383 - Perjalanan

164 52 3
                                    

.

.

Dan dalam rentang waktu yang panjang itu, Raesha Akhtar yang mengisinya.

.

.

***

Segelas air dingin infusion dengan potongan seiris buah lemon, diletakkan di nampan kayu mungil, bersamaan dengan setangkai bunga mawar putih dan tulisan 'Welcome' pada sebuah kartu putih.

Yunan tersenyum melihatnya. Adli berlebihan sekali menyambut kedatangan dirinya dan Mahzar. Padahal biasanya Yunan meminta disatukan saja kamarnya dan Mahzar, atau dirinya menginap di kamar Elaine, lalu Mahzar sendirian.

Yunan duduk di tepi kasur sebelum merapal basmallah, meneguk air dingin yang nikmat dengan rasa lemon, lalu mengucap hamdallah sesudahnya. Gelas itu kembali diletakkan di nampan.

Ponsel Yunan berbunyi. Telepon dari Erika.

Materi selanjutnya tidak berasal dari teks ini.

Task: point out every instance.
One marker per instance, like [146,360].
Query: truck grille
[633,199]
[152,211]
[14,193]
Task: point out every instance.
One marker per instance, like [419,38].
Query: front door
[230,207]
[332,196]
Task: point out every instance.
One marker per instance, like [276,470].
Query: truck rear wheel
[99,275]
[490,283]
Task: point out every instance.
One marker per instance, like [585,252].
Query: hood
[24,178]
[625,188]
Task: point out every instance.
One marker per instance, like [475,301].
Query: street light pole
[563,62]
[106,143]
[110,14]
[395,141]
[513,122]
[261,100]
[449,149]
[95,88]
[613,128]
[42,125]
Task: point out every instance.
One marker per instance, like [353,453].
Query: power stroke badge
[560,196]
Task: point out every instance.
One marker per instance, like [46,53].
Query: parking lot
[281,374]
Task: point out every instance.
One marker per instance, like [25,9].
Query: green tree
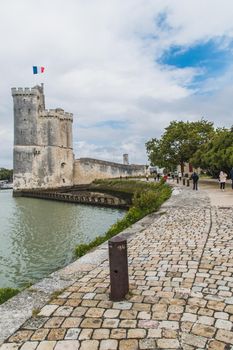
[179,143]
[217,153]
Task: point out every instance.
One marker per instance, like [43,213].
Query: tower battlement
[57,113]
[27,91]
[43,153]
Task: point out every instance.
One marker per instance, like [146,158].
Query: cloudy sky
[124,68]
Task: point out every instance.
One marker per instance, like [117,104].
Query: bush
[147,198]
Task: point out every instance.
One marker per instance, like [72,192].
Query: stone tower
[43,153]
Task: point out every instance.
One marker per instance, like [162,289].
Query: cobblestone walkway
[181,290]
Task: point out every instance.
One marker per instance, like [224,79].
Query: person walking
[195,179]
[222,180]
[231,177]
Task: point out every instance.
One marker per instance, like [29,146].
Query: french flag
[37,70]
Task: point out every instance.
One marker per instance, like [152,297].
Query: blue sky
[210,58]
[125,69]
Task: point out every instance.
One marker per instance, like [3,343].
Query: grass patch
[146,198]
[7,293]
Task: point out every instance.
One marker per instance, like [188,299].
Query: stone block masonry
[43,154]
[87,170]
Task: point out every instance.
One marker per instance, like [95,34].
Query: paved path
[181,288]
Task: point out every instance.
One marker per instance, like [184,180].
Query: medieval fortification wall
[43,147]
[87,170]
[43,154]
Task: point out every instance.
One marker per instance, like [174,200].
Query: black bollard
[118,263]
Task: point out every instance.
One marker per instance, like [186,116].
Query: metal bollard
[118,263]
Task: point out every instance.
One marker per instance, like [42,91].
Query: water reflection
[39,236]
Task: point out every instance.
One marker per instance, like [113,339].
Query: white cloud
[100,58]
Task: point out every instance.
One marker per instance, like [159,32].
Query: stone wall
[87,170]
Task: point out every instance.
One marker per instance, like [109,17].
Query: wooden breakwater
[79,197]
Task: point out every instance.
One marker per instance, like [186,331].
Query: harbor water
[39,236]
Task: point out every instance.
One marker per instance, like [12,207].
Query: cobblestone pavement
[181,289]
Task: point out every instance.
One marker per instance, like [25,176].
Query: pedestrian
[231,177]
[222,180]
[195,179]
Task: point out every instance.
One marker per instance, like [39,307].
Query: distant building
[43,147]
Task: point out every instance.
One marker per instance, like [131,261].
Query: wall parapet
[24,91]
[56,113]
[87,170]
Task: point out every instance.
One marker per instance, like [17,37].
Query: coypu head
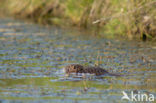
[73,68]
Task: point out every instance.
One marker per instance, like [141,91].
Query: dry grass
[106,17]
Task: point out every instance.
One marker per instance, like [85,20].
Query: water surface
[32,58]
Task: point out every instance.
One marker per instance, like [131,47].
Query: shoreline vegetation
[134,19]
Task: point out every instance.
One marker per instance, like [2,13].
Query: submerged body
[77,68]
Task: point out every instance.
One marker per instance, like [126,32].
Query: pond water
[32,58]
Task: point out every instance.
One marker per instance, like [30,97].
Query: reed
[112,18]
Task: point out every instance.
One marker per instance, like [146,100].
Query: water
[32,58]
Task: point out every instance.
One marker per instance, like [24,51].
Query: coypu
[77,68]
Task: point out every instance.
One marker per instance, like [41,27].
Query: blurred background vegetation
[129,18]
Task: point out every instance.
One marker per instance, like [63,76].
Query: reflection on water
[32,58]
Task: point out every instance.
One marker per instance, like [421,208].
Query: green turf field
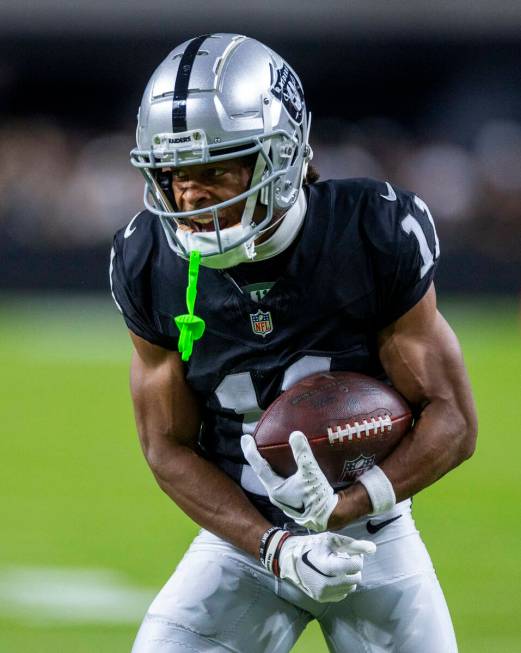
[86,537]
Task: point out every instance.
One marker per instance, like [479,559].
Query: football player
[244,275]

"Yunaaaaannnn!!!" jerit Erika histeris.

Yunan tertawa. Khas Erika sekali. "Assalamu'alaikum, Bu. Sepertinya aku tidak perlu tanya Ibu sehat atau tidak."

"Wa'alaikum salam. Kamu sehat, sayang? Ibu kangen," suara Erika bergetar dan Yunan tahu wanita itu menangis di sana.

Yunan menghela napas dengan sorot mata lembut. Erika adalah salah satu yang selalu ada dalam do'a-do'anya. Erika, wanita istimewa yang membuat hidupnya berwarna. Erika seperti itu bagi banyak orang. Bagi Yoga Pratama, bagi anak-anaknya dan bahkan bagi anak-anak panti asuhan yang rutin dikunjungi Erika.

"Aku sehat alhamdulillah, Bu. Aku juga kangen sama Ibu," jawab Yunan.

"Kamu besok ke kantor notaris?" tanya Erika.

"Iya, Bu. Mungkin seharian di sana. Setelah dari kantor notaris, aku mau cek lokasi tanah. Selama ini belum pernah lihat lokasinya."

"Terus, besok lusa langsung pulang?"

"Iya. Tiket pulangnya sudah dipesan. Pagi jam sembilan."

"Yaaah kok cepet banget sih??" rengek Erika.

"Gak enak sama Zhafran, kalau kelamaan di sini. Dia yang pegang majelis sendirian, kalau aku pergi-pergi."

"Mampir sini, Yunan. Ibu bikin kue bolu. Tadi siang harusnya nitipin kue sama Haya, buat kamu. Eh Ibu lupa! Udah pikun kali, ya?"

"Wah. Kue bolu? Ibu jadi rajin masak sejak tinggal di rumah Raesha?"

"Iya. Alhamdulillah sisi kewanitaan Ibu terasah kembali di sini. Setelah lama tumpul karena tinggal di rumah gedong yang semua-semuanya diurusin pelayan."

Yunan tertawa. "Ya sudah. Nanti setelah makan malam, insya Allah aku ke sana."

"Gak sekarang aja? Biar makan malam bareng Ibu sama Raesha?"

Rasa panas menjalar di wajah Yunan. Membayangkan dirinya makan malam bersama Raesha, meski ada Erika juga di sana. Rasanya --

"Aku makan malam di sini saja, Bu. Gak enak. Adli sudah menyiapkan penyambutan yang gegap gempita di sini. Sampai ada welcome drink segala. Aku berasa menginap di suite room hotel bintang lima." Yunan terbahak.

"Adli mah emang lebay. Dia kayak Ayahnya." Erika meng-ghibah-i anaknya sendiri. Yunan cekikikan.

"Ya udah. Ibu tunggu kamu datang, ya. Eh tapi Raesha kok belum pulang, ya? Tadi katanya mau siap-siap pulang, tapi kok belum muncul juga."